Güney Kore yapımı olması tesadüf mü?
Dizinin neden en gelişmiş kapitalist ülkelerden birinin değil de Güney Kore’nin ürünü olduğu üzerine düşünülmesi gereken bir konu. Bilindiği gibi Güney Kore serbest piyasanın zaferi olarak yıllarca örnek ülke diye gösterildi dünyaya. Çünkü geriden gelmiş ve büyük bir sıçrama yapmıştı. Model olarak öne çıkarılmasının en büyük nedeni kuşkusuz Kore savaşı ve ardından kurulan sosyalist Kore Demokratik Halk Cumhuriyeti’yle yapılan rekabetti. Bu başarı öyküsü hep söylendiği gibi liberalizmin değil aslında devlet korumacılığının, gümrük duvarlarının, sübvansiyonların bir ürünüydü. 1960’lı yıllarda başlayan hikâye 80’lerin sonuna kadar devam etti ancak daha sonra esnek çalışma, grev hakkının ortadan kaldırılması, mücadele eden yüzlerce sendikacının ve işçinin tutuklanması, sınırsız sermaye tahakkümü, alım gücünün düşmesi ve toplam olarak neoliberalizme geçişle birlikte ortadan kalktı. Güney Kore sınıflar arasındaki uçurumun büyüdüğü ve dünyadaki intihar oranlarında ilk 10’a giren ülkelerden biri haline geldi. Emperyalist-kapitalist sistem içinde yer alan ama o sistemin merkezi olmayan, fakat yine de ortalamanın üstü bir örneği olan ülkede Squid Game ve onun öncesinde de yine sınıflar arasındaki adaletsizliği işleyen ödüllü Parazit filminin çıkması tesadüf değildir. Ancak dünyada genel olarak hem sinemada hem de resimde kapitalist sistemin eşitsizliğine yönelik eleştirinin, içinde yanlış eğilimleri barındırsa da yükselişte olduğunu görüyoruz. Örneğin Marion Cottilard’ın başrolünü oynadığı İki Gün Bir Gece filmi de bunun parlak örneklerinden biriydi.

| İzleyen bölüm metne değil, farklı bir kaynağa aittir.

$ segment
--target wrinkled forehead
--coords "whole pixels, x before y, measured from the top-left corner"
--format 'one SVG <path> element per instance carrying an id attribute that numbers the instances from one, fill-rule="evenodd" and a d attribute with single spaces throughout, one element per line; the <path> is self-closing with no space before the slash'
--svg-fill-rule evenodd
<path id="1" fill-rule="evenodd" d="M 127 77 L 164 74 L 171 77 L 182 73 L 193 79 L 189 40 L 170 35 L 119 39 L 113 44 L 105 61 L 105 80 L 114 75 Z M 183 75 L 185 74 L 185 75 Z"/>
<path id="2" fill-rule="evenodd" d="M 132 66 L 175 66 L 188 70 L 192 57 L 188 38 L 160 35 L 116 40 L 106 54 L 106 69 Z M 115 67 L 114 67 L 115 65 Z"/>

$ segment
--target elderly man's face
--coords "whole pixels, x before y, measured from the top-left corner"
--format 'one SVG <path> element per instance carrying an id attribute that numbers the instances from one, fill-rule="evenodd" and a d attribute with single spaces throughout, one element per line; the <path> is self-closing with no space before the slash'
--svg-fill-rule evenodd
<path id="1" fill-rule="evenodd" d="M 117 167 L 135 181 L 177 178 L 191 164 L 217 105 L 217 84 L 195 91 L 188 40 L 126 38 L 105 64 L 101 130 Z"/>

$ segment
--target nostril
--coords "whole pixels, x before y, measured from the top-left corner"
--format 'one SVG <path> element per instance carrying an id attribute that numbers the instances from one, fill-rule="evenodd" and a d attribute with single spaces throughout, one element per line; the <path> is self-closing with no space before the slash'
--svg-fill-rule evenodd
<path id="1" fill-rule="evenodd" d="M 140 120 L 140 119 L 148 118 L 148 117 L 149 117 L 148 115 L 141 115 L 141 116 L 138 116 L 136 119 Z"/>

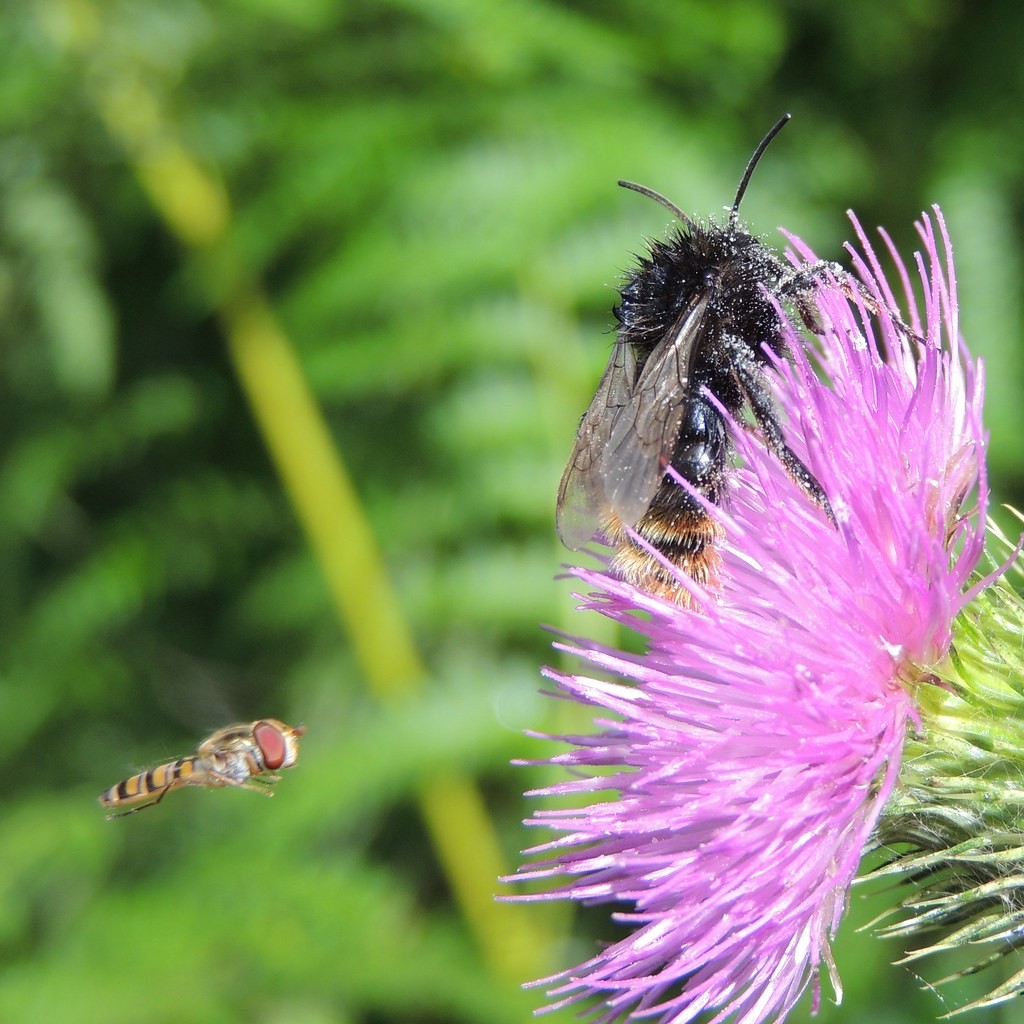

Neoliberalizme karşı anne teması
Dizinin en önemli tutunma noktalarından biri de anne kavramıdır. Nitekim iki ana karakterin anneleri için mücadele etmesi, aslında anneliğin insan olma durumunun karşılıksız emek ve fedakarlıkla vücut bulmuş hali olması dolayısıyladır. Anne bir tür olarak insanlığın öz yurdudur ve çocuksu masumiyetinin aynasıdır. Düştüğümüzde, acıktığımızda, ağladığımızda annemize sığınırız ve onu savunmak aslında son kaleyi savunmaktır. Dizinin final bölümünde başat karakterlerden birinin ölmeden önce “annelerimiz bizi yemek hazır diye çağırırdı ama artık bizi kimse çağırmıyor” diye anne üzerinden bir yalnızlık vurgusu yapması da bu nedenledir. Düzen annemizi de elimizden almıştır veya almak üzeredir. İşte anneyi neoliberalizme karşı bir bayrak yapmak ve onun başını dik tutmak Doğu Avrupa sinemasının bazı örneklerinden sonra dizinin de en temel vurgularından biri olmuş durumda. İnsan kendi toplumsal özünü ortadan kaldıran saldırıları gördükçe doğasına sığınıyor. Bu doğanın üzerine oturmuş, onu bastırmış olan sistemi kaldırıp atmak istiyor. Çünkü biz sosyal varlıklarız, bebekliğimizden ölümümüze kadar. Daha 18 aylık bebeklerle yapılan deneyler bile sözünü ettiğimiz gerçeği açık bir şekilde gösteriyor.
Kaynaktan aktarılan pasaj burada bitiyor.